NASA also concluded the cost and schedule advantages claimed by Direct proponents were not supported by much data or analysis.

Stephen Metschan, chief executive of TeamVision Corp., a Tacoma, Wash.-based software firm promoting the Direct concept, questioned the objectivity of NASA’s evaluation. “We are aware of the study, but it has significant ‘finger on the scale’ errors than an organization independent from NASA could easily discover,” Metschan wrote in a July 2 e-mail. “Beyond that they have their finger on the scale for the current approach as well. At the end of the day all we are asking for is an independent review of the current approach versus Direct in terms of engineering, safety, budget, performance and schedule.”

Cook defended NASA’s methodology, noting that used the same tools and ground rules to evaluate Direct that it has used to evaluate more than 1,700 launch concepts since 2005.

In an interview at the National Space Society’s International Space Development Conference here in May, Metschan said the Direct 2.0 approach would enable NASA to reach the Moon sooner and at lower cost by employing two nearly identical Jupiter-120 rockets designed to maximize their commonality with the existing space shuttles. Metschan said such an approach would not only entail less development risk than Ares, which currently incorporates no hardware brought over as-is from the shuttle, but also would allow for a smoother transition for the shuttle work force and result in fewer lost jobs at NASA’s Kennedy Space Center in Florida and Michoud Assembly Facility in New Orleans.
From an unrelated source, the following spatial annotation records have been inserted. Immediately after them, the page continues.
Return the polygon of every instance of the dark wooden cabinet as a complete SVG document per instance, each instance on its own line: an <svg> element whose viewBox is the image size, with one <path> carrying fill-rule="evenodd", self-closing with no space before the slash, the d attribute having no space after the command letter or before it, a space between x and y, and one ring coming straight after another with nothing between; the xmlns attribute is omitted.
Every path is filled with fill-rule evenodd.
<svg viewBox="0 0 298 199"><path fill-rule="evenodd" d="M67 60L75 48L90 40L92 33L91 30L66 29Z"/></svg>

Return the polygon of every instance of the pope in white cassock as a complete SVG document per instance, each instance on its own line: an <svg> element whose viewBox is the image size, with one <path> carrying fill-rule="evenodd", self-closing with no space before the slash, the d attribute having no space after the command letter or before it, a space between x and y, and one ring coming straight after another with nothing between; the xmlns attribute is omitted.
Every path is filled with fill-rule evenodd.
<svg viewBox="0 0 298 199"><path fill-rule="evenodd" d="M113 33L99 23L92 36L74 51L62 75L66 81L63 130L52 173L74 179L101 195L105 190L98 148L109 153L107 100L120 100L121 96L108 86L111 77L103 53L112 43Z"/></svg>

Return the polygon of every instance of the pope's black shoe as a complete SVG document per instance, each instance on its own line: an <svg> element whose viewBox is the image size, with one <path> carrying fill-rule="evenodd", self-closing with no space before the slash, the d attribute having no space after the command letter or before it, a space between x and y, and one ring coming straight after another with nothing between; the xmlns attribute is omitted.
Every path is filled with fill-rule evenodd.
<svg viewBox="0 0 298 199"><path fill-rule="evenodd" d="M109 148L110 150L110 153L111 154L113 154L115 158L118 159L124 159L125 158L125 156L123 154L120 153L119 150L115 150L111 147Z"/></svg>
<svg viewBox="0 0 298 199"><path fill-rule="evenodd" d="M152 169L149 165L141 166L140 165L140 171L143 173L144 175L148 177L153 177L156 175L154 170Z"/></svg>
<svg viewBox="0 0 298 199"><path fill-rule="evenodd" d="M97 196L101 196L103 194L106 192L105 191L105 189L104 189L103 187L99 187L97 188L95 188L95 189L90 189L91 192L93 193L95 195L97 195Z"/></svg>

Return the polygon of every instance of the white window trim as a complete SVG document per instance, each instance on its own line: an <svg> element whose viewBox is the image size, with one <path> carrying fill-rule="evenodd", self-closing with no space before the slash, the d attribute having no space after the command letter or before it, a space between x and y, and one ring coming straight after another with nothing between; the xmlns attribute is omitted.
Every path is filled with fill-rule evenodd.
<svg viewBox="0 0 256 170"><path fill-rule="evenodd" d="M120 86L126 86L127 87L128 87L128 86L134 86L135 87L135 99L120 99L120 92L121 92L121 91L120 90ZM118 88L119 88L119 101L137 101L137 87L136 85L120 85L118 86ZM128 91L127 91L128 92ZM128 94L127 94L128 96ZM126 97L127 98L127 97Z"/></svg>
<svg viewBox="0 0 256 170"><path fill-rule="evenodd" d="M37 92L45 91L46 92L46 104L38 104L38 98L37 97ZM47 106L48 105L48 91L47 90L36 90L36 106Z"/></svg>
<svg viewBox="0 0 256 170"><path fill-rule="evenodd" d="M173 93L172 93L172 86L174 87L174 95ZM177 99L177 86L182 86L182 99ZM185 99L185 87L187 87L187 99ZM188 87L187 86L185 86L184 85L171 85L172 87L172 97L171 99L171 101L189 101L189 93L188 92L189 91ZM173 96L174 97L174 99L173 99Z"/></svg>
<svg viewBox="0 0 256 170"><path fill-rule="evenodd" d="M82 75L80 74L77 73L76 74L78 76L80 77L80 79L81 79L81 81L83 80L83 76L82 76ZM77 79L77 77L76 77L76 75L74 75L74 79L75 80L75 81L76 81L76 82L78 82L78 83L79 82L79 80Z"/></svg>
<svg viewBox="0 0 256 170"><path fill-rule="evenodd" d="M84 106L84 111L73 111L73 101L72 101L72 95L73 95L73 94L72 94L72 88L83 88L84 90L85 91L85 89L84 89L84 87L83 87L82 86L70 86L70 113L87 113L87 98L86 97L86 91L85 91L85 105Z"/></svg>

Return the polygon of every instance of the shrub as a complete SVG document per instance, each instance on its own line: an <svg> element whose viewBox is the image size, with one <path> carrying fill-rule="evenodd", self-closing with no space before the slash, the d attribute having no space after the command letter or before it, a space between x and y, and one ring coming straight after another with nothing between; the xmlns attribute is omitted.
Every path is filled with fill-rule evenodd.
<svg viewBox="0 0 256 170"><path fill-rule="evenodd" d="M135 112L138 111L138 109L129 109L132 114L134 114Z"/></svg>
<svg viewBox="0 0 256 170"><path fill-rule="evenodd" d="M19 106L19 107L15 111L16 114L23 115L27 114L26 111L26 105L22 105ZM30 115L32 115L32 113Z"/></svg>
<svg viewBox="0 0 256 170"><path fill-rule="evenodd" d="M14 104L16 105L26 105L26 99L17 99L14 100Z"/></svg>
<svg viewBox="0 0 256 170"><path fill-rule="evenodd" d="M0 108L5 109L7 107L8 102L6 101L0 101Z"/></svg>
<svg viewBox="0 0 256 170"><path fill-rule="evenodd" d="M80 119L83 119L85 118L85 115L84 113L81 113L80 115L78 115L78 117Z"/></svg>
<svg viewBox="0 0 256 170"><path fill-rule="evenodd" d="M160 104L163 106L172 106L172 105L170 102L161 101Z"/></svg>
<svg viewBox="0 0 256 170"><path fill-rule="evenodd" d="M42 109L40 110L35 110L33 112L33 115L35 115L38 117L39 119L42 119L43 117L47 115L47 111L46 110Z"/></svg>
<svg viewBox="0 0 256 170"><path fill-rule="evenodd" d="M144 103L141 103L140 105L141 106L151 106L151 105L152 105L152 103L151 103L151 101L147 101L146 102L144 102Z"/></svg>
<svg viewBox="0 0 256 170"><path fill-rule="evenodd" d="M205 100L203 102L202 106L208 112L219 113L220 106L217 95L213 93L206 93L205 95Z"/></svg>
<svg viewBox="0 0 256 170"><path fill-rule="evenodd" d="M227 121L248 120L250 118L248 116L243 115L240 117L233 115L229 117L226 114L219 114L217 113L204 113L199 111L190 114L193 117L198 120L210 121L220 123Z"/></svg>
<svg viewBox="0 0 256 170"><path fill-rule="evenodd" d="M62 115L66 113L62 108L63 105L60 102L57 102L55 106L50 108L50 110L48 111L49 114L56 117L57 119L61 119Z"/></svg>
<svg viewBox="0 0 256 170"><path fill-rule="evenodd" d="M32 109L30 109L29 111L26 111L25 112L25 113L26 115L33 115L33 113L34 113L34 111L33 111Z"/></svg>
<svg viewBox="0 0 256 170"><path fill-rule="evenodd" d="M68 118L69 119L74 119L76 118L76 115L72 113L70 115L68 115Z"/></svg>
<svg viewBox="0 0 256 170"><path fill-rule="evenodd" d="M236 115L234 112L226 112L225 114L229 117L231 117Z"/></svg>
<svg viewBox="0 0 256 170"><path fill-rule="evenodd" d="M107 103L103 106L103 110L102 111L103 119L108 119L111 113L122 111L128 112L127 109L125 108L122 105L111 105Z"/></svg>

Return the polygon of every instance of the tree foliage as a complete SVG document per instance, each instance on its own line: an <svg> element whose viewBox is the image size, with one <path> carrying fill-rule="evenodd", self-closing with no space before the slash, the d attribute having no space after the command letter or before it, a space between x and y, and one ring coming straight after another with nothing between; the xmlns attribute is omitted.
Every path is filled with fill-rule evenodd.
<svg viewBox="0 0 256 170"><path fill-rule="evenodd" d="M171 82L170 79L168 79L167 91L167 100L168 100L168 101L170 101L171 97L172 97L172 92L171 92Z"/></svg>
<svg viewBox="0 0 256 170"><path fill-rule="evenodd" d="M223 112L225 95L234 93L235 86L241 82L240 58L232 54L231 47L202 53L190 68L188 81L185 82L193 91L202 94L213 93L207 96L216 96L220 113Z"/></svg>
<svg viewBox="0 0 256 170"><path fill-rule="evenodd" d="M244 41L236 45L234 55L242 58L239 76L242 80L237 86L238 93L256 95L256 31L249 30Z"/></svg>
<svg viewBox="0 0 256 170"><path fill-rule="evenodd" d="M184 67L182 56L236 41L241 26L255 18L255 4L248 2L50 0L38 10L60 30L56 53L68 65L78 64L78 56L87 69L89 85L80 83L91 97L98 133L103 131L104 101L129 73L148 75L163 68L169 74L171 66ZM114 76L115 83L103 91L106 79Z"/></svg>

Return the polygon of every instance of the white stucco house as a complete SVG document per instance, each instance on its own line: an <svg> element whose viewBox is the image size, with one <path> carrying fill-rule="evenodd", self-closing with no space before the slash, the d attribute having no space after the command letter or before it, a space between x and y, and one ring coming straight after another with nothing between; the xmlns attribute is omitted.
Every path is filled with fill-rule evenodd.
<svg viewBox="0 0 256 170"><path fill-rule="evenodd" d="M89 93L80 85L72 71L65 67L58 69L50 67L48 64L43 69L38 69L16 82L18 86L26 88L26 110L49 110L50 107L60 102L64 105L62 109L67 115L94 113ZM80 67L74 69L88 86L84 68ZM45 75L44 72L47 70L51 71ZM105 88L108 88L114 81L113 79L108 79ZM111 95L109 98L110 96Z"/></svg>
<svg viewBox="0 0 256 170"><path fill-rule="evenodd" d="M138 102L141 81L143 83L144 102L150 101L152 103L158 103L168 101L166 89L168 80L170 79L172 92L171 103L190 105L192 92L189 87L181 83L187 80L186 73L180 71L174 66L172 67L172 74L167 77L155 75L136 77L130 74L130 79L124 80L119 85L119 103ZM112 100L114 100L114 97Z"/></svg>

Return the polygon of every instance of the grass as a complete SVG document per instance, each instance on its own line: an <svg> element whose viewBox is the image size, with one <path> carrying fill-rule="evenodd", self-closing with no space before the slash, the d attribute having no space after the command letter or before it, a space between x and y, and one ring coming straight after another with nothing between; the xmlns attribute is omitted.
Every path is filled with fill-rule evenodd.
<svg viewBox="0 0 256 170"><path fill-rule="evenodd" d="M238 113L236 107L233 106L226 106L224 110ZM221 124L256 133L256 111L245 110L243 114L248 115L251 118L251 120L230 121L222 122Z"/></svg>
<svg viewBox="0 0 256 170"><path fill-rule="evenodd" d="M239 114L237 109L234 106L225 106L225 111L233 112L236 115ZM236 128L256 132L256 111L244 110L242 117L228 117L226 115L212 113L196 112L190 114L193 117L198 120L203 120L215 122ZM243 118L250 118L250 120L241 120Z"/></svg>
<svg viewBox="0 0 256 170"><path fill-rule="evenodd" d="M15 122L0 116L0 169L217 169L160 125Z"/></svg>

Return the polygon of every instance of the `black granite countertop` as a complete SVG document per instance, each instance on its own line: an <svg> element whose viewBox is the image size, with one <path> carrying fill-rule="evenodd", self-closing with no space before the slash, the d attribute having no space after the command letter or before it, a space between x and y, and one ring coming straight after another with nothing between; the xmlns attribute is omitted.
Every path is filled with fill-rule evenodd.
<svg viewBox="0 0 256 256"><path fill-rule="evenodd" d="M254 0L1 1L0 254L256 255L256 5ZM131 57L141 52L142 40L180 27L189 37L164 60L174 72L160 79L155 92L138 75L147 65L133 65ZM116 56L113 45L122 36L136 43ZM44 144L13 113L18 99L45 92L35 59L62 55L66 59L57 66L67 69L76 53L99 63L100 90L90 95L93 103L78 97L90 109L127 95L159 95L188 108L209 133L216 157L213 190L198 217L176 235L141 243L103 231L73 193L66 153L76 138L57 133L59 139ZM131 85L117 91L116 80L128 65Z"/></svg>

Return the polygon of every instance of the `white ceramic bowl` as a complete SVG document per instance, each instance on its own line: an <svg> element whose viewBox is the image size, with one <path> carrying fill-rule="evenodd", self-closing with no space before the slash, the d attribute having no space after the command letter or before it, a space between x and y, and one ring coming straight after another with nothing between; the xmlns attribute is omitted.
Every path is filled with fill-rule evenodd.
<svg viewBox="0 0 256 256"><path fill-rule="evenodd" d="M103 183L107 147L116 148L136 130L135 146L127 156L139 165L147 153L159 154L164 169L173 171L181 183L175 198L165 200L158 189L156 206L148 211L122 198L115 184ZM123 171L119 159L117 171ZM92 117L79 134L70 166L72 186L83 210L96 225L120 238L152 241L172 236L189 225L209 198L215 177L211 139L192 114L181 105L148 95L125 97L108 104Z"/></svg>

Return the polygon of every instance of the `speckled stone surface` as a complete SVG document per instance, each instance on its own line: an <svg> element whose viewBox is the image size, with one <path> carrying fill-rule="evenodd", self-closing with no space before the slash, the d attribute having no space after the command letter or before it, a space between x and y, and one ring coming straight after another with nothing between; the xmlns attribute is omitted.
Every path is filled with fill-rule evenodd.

Metschan also said NASA could keep its major Ares contracts intact since the Jupiter rockets also would use solid rocket boosters, RS-68 engines and a J-2X-powered upper stage. But a key difference between Direct and Ares, he said, is that Direct would use that hardware closer to as-is. For example, both the crew and cargo versions of Jupiter would use a pair of the shuttle’s four-segment solid-rocket boosters attached to a core stage that is essentially the shuttle’s external tank with three RS-68 engines attached to the bottom.

NASA’s approach, on the other hand, requires the development of a larger five-segment solid-rocket booster to serve as the main stage for Ares 1 and a pair of larger still five-and-a-half segment solid-rocket boosters for Ares 5, which will have six RS-68 engines attached to the bottom of its core stage, which will be a wider diameter version of the shuttle external tank.

NASA did not produce an independent cost estimate for Direct, or try to quantify how many people the Jupiter rockets would employ compared to Ares. “It’s got to get past the performance gate. If it doesn’t, it doesn’t make sense to look any further,” Cook said.

Still, NASA’s evaluation questioned some of the assumptions that are key to Direct’s claimed advantages. For example, NASA concluded that the Direct approach likely would require three launches instead of the proposed two for lunar missions due to a reliance on what the charts depict as overly optimistic dry mass predictions.

NASA also concluded that Direct proponents underestimated how much technology development their approach would entail and also overestimated how much of the space shuttle’s manufacturing infrastructure is still in place.

Metschan and other Direct proponents, whom he said include NASA engineers and Constellation contractors that have lost faith in the Ares approach, intend to continue to push Direct as a common-sense alternative to NASA’s current path.

At the National Space Society conference in May, he stressed the need for Direct proponents to get organized now if they hope to convince the next Congress and new president that it is not too late to change course. To that end, Metschan and others already have been making the rounds in making the case that Direct is the way to go.

An official at the U.S. Government Accountability Office who met with Metschan and other Direct advocates earlier this year for an extensive briefing told Space News that while Ares likely will cost more and take longer than NASA has said, it does not make sense to start over with a new approach that might have just as many or more hidden flaws. “When you talk to [Direct advocates], you only hear the good. You don’t hear the downside,” the GAO official said. “I don’t see that there’s enough wrong with where [NASA is] now to turn back and start over.”